Some online are coming to the defense of Hassinger, clamoring about “free speech”, with other users pointing out that not all speech is “free speech.” One user replied to someone coming to Hassinger’s defense saying:
“There’s a difference between free speech and threatening to murder somebody.”
🤔 There’s a difference between free speech and threatening to murder somebody.
— DJ (@NCRCourier2281) June 27, 2020
The same individual who was adamantly defending Hassinger’s social media antics then pivoted to proclaiming that the tweet that led to his arrest was “an obvious joke.” This resulted in another response demonstrating a “what if the shoe was on the other foot” posing:
“dude got arrested for making a threat to murder people. If someone jokingly threatened to kill a black person on Twitter would you hold the same opinion?”
dude got arrested for making a threat to murder people. If someone jokingly threatened to kill a black person on Twitter would you hold the same opinion?
— DJ (@NCRCourier2281) June 27, 2020
Even Hassinger is trying to claim that his online post was nothing but satirical. In a post he put up the day following his arrest, he was criticizing the media coverage that he was getting over his online threats:
“’threatening’ and ‘disturbing’ are the key adjectives they are using to describe my satirical tweet but while we’re here what about the disturbing and actually threatening atrocities that the police have committed not only recently but for countless years before internet exposure.”

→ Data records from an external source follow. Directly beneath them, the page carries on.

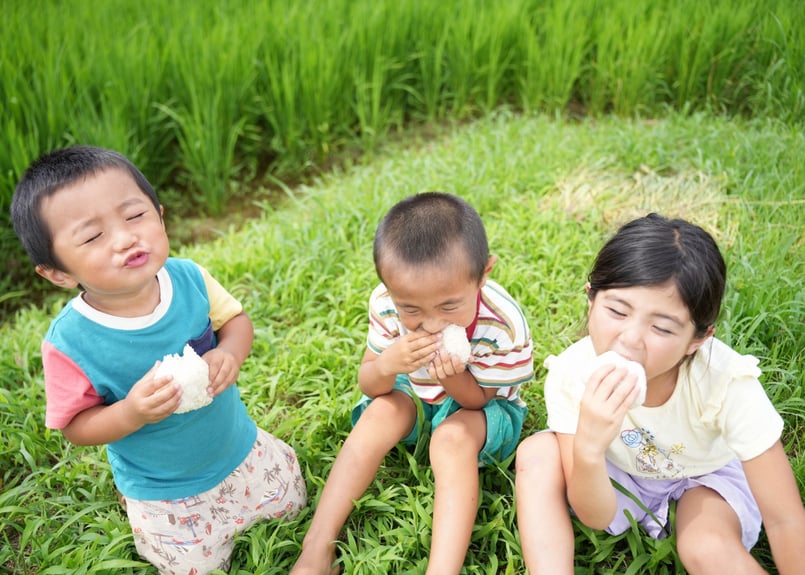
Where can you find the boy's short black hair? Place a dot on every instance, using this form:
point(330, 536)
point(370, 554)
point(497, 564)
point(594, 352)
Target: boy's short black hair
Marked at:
point(46, 176)
point(423, 228)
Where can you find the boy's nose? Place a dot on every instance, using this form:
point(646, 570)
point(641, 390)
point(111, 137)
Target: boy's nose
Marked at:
point(124, 239)
point(433, 325)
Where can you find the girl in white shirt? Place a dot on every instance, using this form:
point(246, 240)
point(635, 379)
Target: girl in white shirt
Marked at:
point(707, 436)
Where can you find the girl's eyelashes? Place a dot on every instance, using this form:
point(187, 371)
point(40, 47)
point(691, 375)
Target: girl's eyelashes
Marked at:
point(135, 216)
point(91, 239)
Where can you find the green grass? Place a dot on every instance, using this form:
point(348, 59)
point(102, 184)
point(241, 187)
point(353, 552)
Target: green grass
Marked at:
point(549, 192)
point(213, 99)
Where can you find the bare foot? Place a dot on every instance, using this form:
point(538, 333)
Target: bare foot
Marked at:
point(311, 564)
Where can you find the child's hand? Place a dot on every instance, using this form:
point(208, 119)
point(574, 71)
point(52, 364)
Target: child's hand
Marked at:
point(608, 396)
point(410, 352)
point(224, 369)
point(152, 399)
point(445, 365)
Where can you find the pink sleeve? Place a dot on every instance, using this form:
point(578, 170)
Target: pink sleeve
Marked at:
point(68, 391)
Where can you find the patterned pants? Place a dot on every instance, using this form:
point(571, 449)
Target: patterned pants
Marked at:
point(195, 535)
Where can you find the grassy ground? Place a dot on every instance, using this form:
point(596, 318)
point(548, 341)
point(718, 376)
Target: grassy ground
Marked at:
point(549, 192)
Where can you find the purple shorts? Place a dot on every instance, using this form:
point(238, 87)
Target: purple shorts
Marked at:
point(656, 494)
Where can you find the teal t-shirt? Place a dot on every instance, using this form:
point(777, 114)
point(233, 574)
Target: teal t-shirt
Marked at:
point(184, 454)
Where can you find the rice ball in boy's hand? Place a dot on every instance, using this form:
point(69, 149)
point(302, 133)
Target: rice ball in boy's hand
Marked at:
point(455, 342)
point(192, 374)
point(614, 358)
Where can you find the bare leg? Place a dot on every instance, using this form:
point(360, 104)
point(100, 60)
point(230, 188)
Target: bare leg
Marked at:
point(387, 420)
point(454, 450)
point(709, 536)
point(546, 531)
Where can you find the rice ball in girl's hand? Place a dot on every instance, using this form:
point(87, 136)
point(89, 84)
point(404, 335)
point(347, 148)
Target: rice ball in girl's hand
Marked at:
point(614, 358)
point(192, 374)
point(455, 342)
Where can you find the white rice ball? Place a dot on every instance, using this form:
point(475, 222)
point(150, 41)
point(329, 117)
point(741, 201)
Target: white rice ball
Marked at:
point(192, 374)
point(614, 358)
point(455, 342)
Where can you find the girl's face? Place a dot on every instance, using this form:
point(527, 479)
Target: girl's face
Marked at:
point(647, 324)
point(110, 239)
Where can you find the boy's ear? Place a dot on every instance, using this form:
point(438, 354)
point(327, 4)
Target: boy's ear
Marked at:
point(56, 277)
point(488, 269)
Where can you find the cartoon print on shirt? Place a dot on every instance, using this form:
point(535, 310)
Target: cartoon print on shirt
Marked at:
point(650, 458)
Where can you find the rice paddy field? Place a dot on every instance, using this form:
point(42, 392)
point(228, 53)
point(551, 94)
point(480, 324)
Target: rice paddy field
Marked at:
point(557, 120)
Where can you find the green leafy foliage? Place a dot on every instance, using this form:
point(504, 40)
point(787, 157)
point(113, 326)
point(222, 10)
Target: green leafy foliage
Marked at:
point(549, 192)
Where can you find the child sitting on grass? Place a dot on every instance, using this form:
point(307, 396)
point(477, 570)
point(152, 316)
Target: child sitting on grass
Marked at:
point(191, 481)
point(432, 257)
point(707, 435)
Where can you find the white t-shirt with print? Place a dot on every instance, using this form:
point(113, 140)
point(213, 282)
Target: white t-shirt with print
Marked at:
point(717, 412)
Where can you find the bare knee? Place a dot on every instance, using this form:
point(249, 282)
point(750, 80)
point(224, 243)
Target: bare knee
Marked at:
point(539, 453)
point(705, 552)
point(386, 420)
point(459, 436)
point(709, 534)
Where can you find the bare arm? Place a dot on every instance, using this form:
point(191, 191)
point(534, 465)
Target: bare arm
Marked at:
point(149, 400)
point(603, 407)
point(410, 352)
point(589, 490)
point(235, 340)
point(459, 383)
point(775, 489)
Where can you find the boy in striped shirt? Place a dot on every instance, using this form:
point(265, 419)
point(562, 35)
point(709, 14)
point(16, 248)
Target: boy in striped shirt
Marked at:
point(432, 257)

“threatening” and “disturbing” are the key adjectives they are using to describe my satirical tweet but while we’re here what about the disturbing and actually threatening atrocities that the police have committed not only recently but for countless years before internet exposure pic.twitter.com/5iIHJ7JK9B
— you don’t know me (@forwearenothing) June 25, 2020
The fact of the matter is, whether Hassinger’s online post was an attempt at satire or not, it was clearly a post vying for attention (as every social media post is exactly that). In response, Hassinger certainly got himself quite a bit of attention, but it was perhaps not the kind he was hoping to receive.
Furthermore, it is hard to digest Hassinger’s online activity as just “satire” as in a previous post he stated “I wanna body slam and break every one of these cops ribcages” when sharing a video of an arrest enacted where officers detained a suspect.
It is unclear what will come of the case and the time that Hassinger could be facing with regard to the incident that led to his arrest at this time. However, it brings to light a solid point to consider to genuinely think before you hit “post.”